WRITOBER 2018 | 31 | Exposição


(…) O velho desceu na estação de Nelas às cinco para as treze. Estava agasalhado com um sobretudo de lã castanho; uma camisola térmica de desporto branca e umas calças de bombazina beges por baixo. Sessenta e seis anos não é bem velho, mas é a caminhar para lá e... (…) 

“Corta!” Pediu a mulher a espreitar por detrás da câmara. “Pessoal, dez minutos!
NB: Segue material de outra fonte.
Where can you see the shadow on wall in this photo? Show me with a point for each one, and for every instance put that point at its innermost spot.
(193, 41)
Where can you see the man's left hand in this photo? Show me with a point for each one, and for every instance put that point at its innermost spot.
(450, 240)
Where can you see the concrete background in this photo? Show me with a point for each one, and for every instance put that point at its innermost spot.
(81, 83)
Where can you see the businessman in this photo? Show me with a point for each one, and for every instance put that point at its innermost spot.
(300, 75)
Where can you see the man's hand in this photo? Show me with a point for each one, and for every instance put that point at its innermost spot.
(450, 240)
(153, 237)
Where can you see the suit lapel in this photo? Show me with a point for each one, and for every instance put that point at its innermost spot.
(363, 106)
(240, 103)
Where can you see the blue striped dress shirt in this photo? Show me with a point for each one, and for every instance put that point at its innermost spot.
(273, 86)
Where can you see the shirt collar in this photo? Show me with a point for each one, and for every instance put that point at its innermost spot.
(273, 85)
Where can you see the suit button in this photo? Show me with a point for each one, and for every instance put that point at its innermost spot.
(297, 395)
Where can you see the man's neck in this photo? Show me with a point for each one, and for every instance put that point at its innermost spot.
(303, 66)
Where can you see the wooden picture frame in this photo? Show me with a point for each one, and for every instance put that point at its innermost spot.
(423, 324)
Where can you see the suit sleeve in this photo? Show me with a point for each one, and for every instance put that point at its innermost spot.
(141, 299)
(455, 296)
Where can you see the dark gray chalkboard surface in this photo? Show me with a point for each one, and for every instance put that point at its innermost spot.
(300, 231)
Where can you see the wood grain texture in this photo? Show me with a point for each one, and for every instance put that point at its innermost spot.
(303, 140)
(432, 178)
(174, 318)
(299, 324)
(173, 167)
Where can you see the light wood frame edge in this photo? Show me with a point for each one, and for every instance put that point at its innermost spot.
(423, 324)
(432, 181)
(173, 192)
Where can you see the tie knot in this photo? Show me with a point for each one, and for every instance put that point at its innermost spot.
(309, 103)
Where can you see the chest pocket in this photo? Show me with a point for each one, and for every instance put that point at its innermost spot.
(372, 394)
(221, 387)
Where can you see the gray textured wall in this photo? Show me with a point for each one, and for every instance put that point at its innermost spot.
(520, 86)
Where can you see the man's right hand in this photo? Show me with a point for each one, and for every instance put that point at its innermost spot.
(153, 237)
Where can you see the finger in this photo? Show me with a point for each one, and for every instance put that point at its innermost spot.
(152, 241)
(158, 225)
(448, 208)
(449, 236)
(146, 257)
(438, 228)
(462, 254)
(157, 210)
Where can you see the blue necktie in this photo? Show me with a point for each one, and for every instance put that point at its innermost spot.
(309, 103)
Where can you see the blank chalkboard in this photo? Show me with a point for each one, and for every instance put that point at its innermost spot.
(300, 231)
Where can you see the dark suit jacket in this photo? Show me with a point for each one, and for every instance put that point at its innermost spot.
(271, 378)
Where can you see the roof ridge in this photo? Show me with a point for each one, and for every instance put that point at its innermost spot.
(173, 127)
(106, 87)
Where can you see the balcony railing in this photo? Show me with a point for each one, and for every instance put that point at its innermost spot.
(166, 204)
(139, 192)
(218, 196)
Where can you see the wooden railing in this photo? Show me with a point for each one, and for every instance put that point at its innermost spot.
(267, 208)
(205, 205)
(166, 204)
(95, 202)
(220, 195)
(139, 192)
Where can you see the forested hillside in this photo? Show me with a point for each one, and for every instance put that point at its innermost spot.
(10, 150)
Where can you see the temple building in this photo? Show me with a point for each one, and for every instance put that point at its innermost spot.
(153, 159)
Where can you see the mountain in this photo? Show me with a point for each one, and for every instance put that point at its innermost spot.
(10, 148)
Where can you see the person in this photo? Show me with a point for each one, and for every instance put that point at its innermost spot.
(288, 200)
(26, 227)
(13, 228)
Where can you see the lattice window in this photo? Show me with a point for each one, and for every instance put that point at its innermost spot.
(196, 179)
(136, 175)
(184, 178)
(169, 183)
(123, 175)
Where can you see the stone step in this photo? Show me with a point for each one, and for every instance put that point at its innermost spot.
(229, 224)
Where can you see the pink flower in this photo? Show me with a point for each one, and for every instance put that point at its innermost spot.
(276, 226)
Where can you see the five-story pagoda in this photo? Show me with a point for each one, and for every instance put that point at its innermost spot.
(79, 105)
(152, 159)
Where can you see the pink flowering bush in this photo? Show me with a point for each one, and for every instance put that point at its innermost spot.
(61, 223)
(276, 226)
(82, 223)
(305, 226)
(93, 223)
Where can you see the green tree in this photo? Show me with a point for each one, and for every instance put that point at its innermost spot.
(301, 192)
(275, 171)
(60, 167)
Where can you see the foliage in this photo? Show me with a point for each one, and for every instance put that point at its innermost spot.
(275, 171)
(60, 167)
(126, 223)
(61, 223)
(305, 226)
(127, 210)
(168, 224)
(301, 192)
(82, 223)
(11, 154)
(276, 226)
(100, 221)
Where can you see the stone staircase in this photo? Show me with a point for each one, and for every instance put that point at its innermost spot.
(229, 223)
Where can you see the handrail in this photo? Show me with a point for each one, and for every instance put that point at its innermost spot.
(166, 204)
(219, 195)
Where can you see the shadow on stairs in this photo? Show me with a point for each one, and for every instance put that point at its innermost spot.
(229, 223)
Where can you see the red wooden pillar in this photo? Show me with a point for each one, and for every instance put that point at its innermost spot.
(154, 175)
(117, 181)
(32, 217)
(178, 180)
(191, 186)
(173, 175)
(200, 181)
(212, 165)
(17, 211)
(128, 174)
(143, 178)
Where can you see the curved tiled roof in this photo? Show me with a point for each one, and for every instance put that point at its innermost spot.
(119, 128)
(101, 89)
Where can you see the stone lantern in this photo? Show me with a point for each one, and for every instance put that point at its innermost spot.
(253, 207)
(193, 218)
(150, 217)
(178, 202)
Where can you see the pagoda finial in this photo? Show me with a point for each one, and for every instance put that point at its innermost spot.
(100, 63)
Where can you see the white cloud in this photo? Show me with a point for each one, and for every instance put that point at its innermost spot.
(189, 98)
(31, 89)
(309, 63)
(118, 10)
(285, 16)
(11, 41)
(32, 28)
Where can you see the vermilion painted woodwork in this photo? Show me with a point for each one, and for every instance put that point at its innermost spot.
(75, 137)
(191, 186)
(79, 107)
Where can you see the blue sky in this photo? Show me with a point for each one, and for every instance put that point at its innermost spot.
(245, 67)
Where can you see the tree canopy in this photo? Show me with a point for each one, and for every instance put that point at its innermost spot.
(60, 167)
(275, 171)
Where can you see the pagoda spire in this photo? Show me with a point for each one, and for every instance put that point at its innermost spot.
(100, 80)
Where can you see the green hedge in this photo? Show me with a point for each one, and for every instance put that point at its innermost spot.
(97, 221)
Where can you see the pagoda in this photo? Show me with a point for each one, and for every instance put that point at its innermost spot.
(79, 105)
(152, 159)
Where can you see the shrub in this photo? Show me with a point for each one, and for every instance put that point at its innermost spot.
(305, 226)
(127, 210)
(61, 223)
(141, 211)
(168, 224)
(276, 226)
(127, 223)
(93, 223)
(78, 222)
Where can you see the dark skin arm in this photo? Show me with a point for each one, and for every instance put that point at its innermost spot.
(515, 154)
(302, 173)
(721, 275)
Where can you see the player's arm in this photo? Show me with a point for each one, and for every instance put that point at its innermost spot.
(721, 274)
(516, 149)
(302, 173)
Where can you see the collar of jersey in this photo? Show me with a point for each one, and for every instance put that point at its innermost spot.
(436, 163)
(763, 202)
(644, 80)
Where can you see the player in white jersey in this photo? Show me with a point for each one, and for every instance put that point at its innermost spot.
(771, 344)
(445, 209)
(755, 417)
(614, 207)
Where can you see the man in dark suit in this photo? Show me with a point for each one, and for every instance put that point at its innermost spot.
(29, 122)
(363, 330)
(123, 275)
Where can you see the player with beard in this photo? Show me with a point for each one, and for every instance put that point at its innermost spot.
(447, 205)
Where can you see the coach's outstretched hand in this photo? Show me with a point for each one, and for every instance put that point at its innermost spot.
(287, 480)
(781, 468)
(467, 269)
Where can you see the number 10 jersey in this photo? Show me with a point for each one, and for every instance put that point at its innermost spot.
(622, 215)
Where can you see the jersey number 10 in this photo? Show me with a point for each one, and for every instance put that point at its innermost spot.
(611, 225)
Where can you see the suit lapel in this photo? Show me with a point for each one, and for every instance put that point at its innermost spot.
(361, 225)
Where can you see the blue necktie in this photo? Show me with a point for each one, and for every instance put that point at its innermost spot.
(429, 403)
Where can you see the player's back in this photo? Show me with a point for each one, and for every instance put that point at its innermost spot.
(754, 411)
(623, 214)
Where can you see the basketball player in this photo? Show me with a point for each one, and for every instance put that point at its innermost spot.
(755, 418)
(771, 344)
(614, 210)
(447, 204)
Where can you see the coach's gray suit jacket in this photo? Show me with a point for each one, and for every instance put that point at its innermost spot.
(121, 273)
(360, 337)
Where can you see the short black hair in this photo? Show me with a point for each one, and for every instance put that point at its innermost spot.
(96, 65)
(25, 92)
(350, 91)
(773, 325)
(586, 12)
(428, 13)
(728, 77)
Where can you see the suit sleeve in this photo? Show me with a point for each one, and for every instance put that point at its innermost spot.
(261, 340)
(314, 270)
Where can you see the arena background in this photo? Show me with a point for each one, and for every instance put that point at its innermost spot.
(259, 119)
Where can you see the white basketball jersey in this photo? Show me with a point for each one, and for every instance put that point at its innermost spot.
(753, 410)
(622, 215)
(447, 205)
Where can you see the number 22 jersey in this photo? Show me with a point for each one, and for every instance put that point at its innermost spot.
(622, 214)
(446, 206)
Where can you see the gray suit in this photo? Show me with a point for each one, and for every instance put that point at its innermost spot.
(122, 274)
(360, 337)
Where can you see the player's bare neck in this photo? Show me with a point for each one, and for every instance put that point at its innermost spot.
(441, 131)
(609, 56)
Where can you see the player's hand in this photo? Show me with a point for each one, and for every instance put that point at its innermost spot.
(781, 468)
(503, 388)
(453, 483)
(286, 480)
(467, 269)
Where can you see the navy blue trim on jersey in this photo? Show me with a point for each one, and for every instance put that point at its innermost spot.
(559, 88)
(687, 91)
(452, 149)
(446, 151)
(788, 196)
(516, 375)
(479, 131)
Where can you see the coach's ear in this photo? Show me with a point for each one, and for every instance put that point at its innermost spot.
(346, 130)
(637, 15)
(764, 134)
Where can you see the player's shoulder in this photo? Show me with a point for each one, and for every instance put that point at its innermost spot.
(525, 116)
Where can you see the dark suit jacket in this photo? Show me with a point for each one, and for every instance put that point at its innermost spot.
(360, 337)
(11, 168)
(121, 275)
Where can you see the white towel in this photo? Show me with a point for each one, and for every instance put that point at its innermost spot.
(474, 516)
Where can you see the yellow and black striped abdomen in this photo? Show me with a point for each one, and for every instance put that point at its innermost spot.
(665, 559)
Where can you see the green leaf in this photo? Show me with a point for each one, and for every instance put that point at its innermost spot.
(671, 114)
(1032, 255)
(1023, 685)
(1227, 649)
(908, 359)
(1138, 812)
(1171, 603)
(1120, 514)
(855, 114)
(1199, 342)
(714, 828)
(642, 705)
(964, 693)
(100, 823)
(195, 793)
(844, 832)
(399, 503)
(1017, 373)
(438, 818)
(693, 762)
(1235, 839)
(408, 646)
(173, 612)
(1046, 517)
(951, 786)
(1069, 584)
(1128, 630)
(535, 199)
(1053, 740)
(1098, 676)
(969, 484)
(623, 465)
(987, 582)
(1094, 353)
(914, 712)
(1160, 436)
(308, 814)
Tu não saias daí.” 
A realizadora que outrora teve a cara da Kate Bush, cresceu para uma da sua idade. Naquele dia, usava o cabelo preso em rabo de cavalo, enfiado para trás num boné sem marca; um colete verde com muitos bolsos e umas calças de ganga. Correu para o actor na plataforma, com um rolo de papel entre as duas mãos. 
“Ei, tuuu” agrediu-o com o rolo. “Quando desceres, olha para nós. Queremos filmar essa cara e o cigarro.” 
“Sim, senhora, chefe.” O actor virou-se. “E de resto?” 
“Tudo nos trinques. Dás um bom Augusto.” Sorriu. 
“Estou-te a ver.” enfiou as mãos nos bolsos. “Porra, está frio!”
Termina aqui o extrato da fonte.